I noticed that there is a question about $S$ being denumerable, which implies $S$ is equinumerous with a proper subset of itself, but what about an infinite set? That is, how to do I prove that every infinite set is equinumerous with a proper subset of itself?
[Math] Proper Subset of an Infinite Set is Equinumerous to the Set Containing It
elementary-set-theoryinfinity
Best Answer
It seems that you know how to do it if $S$ is infinite and countable (denumerable). Otherwise, partition $S$ into a countably infinite set $S_1$ and another set $S_2 = S \setminus S_1$. You know $S_1$ is equinumerous with a proper subset of itself - use this fact to construct a bijection between $S \equiv S_1 \sqcup S_2$ and a proper subset of itself.

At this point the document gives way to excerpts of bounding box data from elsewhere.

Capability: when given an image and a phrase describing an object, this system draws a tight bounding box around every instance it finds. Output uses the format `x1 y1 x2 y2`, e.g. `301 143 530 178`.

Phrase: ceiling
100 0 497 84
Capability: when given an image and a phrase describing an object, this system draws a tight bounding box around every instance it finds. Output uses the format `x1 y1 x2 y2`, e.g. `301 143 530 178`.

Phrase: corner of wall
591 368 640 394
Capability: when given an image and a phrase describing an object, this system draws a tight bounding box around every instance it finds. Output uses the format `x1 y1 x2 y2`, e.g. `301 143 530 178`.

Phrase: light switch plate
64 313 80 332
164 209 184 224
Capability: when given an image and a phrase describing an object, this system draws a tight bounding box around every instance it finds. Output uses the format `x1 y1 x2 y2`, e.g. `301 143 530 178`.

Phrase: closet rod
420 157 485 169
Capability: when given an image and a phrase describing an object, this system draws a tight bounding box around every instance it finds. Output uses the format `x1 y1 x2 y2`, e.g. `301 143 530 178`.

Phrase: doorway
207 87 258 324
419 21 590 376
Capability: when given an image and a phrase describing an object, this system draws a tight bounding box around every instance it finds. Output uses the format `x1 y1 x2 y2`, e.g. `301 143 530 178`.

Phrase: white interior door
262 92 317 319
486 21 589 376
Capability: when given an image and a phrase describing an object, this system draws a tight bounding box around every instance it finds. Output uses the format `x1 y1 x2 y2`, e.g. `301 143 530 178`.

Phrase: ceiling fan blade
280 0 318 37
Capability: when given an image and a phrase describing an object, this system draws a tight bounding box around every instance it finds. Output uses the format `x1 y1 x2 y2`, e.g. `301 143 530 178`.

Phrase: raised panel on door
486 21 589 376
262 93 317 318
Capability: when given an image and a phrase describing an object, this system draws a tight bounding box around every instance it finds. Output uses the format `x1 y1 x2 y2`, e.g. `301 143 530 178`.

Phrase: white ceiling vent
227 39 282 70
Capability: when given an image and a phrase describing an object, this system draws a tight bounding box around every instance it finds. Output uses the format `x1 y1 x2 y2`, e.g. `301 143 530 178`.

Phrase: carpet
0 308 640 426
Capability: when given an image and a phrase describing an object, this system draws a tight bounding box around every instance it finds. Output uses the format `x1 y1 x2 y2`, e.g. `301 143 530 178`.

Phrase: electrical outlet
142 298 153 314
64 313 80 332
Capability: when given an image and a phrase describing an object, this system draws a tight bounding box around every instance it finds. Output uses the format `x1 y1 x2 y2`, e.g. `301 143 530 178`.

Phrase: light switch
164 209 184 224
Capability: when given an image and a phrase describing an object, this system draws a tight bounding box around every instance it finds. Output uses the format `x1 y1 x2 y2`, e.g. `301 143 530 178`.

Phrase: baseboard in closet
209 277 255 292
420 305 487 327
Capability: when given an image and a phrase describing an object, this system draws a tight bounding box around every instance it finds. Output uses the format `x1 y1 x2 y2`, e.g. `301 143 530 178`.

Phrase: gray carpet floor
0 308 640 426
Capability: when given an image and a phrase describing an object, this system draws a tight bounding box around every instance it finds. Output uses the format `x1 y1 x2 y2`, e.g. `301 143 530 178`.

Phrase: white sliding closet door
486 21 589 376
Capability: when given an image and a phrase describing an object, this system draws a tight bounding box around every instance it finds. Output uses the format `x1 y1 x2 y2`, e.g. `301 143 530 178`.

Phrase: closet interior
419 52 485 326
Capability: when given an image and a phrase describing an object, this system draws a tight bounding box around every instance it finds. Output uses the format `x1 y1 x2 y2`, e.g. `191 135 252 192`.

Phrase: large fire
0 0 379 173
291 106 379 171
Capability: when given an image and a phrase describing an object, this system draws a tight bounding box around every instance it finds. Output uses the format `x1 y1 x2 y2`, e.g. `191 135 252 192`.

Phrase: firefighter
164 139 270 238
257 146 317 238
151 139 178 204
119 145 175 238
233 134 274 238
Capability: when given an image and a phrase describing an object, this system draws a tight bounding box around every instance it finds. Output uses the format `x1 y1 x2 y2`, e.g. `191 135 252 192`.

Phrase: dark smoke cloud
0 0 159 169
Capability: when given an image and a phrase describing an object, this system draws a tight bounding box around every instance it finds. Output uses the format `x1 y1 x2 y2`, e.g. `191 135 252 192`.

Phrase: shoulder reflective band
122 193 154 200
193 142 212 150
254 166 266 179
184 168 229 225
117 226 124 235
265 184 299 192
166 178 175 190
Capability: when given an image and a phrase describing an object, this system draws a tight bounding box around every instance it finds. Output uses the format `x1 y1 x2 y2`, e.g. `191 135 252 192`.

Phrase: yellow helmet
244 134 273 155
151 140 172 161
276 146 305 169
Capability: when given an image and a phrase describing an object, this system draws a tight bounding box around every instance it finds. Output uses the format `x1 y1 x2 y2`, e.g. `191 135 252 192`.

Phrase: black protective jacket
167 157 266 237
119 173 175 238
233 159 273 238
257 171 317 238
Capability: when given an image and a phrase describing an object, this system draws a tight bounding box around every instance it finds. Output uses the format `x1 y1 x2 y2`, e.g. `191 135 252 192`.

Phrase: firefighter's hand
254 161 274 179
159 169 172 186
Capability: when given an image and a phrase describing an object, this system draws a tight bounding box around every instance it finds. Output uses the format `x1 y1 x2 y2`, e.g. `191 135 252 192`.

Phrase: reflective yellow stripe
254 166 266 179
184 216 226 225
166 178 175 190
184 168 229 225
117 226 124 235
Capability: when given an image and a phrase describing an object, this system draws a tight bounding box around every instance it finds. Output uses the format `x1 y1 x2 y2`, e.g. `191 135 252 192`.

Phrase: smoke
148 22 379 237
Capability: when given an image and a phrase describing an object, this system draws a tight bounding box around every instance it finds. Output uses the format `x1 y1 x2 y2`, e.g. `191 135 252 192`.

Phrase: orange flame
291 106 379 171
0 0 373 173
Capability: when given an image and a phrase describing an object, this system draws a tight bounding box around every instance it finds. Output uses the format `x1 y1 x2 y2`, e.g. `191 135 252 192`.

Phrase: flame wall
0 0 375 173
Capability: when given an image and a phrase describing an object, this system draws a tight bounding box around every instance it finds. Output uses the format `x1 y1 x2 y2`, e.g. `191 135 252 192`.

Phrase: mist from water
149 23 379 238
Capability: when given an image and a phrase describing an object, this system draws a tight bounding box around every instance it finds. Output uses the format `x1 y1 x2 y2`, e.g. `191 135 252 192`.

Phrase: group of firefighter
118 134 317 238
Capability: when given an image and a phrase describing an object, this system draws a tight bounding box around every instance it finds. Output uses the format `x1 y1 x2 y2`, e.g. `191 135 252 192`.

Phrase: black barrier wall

ELABORATION: suppose $S_1$ is equinumerous with a proper subset $S_3$ of itself, with bijection $f: S_1 \to S_3$. Define the bijection $g:S \equiv S_1 \sqcup S_2 \to S_3 \sqcup S_2$ by $g(x) = f(x)$ for $x \in S_1$, $g(x) = x$ for $x \in S_2$ (sorry, I always forget how to do \cases). $ S_3 \sqcup S_2$ is a proper subset of $S$.